Stephen King doesn’t make excuses for his time as an addict. Although the Hemingway Defense is employed by all types of artists, King characterizes that tendency as part of the behavior of an addict. “Any claims that drugs and alcohol are necessary to dull a finer sensibility are just the usual self-serving bullshit. I’ve heard alcoholic snowplow drivers make the same claim… for an addict, the right to the drink or drug of choice must be preserved at all costs”.
What of the sales statistics? They suggest that even King found more success as an author during his addict days than since. His new novel Full Dark, No Stars was released this month, November of 2010, and is already finding success in bookstores and on websites such as Amazon and Audible. The question of sales figures becomes superimposed by the author’s legacy, which so far he has been able to extend another two decades; possibly as a direct result of cleaning up. In any case, it is clear what Stephen King thinks of the Hemingway Defense. “Life isn’t a support-system for art. It’s the other way around.”

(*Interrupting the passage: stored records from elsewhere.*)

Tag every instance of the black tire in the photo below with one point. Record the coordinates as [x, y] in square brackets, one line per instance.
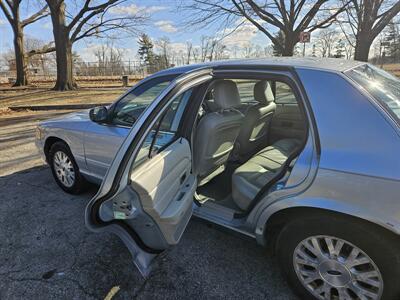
[79, 183]
[381, 246]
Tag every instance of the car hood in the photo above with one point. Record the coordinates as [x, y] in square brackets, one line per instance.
[80, 116]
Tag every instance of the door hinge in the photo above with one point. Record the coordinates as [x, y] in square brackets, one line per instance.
[123, 209]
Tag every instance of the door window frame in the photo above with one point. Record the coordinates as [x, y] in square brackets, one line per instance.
[146, 83]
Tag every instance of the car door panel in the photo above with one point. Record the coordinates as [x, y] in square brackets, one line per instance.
[167, 176]
[148, 205]
[101, 143]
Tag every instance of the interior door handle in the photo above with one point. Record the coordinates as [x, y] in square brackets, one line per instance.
[183, 178]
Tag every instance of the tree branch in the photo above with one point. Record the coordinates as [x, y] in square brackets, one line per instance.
[37, 16]
[6, 12]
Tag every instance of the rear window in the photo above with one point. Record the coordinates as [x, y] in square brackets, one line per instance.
[381, 85]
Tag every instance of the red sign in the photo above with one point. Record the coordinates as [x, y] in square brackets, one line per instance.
[305, 37]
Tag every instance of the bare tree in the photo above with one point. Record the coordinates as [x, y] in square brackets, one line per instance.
[268, 16]
[88, 19]
[164, 46]
[11, 9]
[365, 19]
[325, 41]
[189, 50]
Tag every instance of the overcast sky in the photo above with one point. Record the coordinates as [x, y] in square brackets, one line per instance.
[166, 21]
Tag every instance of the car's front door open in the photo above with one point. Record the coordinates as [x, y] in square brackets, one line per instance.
[147, 195]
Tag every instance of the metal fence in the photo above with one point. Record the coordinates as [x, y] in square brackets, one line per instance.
[46, 71]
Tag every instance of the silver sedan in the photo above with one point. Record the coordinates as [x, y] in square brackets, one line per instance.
[299, 154]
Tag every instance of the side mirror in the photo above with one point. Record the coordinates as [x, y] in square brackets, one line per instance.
[98, 114]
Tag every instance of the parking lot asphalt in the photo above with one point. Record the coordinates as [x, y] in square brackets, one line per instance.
[46, 252]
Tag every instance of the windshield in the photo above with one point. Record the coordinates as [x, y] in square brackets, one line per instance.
[381, 85]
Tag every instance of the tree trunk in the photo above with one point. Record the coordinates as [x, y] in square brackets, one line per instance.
[20, 62]
[289, 43]
[65, 78]
[361, 51]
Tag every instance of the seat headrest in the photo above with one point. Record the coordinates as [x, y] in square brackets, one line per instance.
[226, 94]
[263, 92]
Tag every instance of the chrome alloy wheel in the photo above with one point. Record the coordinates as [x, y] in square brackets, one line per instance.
[332, 268]
[64, 168]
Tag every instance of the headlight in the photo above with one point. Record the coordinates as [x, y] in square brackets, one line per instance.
[39, 133]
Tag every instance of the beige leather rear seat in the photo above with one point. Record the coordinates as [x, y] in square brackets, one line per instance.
[249, 178]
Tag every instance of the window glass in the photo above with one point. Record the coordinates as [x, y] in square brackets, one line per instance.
[381, 85]
[284, 94]
[246, 90]
[129, 108]
[165, 129]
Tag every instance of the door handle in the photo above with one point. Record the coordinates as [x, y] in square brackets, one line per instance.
[183, 178]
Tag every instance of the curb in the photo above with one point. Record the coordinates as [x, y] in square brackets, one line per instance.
[56, 107]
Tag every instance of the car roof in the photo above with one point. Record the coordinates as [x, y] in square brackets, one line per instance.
[327, 64]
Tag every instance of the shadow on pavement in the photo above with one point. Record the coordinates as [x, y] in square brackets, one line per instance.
[47, 252]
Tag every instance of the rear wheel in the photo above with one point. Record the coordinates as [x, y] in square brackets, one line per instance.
[65, 170]
[331, 258]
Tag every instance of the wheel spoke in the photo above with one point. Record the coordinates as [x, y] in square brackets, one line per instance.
[329, 268]
[64, 168]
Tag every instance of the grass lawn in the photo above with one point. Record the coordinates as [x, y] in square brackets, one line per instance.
[23, 97]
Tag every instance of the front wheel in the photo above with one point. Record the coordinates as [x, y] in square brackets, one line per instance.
[334, 258]
[65, 170]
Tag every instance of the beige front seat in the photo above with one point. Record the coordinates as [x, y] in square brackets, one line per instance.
[217, 131]
[253, 134]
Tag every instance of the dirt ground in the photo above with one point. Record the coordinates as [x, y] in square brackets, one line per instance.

So did King find it difficult to continue writing as he sobered up? He admits that he did:
“At the start of the road back I just tried to believe the people who said that things would get better if I gave them time to do so. And I never stopped writing. Some of the stuff that came out was tentative and flat, but at least it was there… Little by little I found the beat again, and after that I found the joy again. I came back to my family with gratitude, and back to my work with relief…” – Stephen King
The way King puts it; he was very close to pulling a Hemingway at the time of his intervention. If that had happened, it would have placed The Tommyknockers as his last published novel. The book is about aliens who could take root in someone’s mind, and start “tommyknocking around.” If this had been the case, then perhaps his “last” novel would have been seen as a great literary statement about the affects of drugs in his life, made ever more potent by his suicide. Instead, we have King with us today. He has enjoyed a good marriage, a rich life, and has continued to write and publish. The memoir On Writing inspires writers everywhere, and works like The Green Mile have earned him respect from the literary crowd that he never could have won through Horror novels alone. Stephen King has proven that genius, skill, talent and hard work can and do exist independently from the disease of addiction.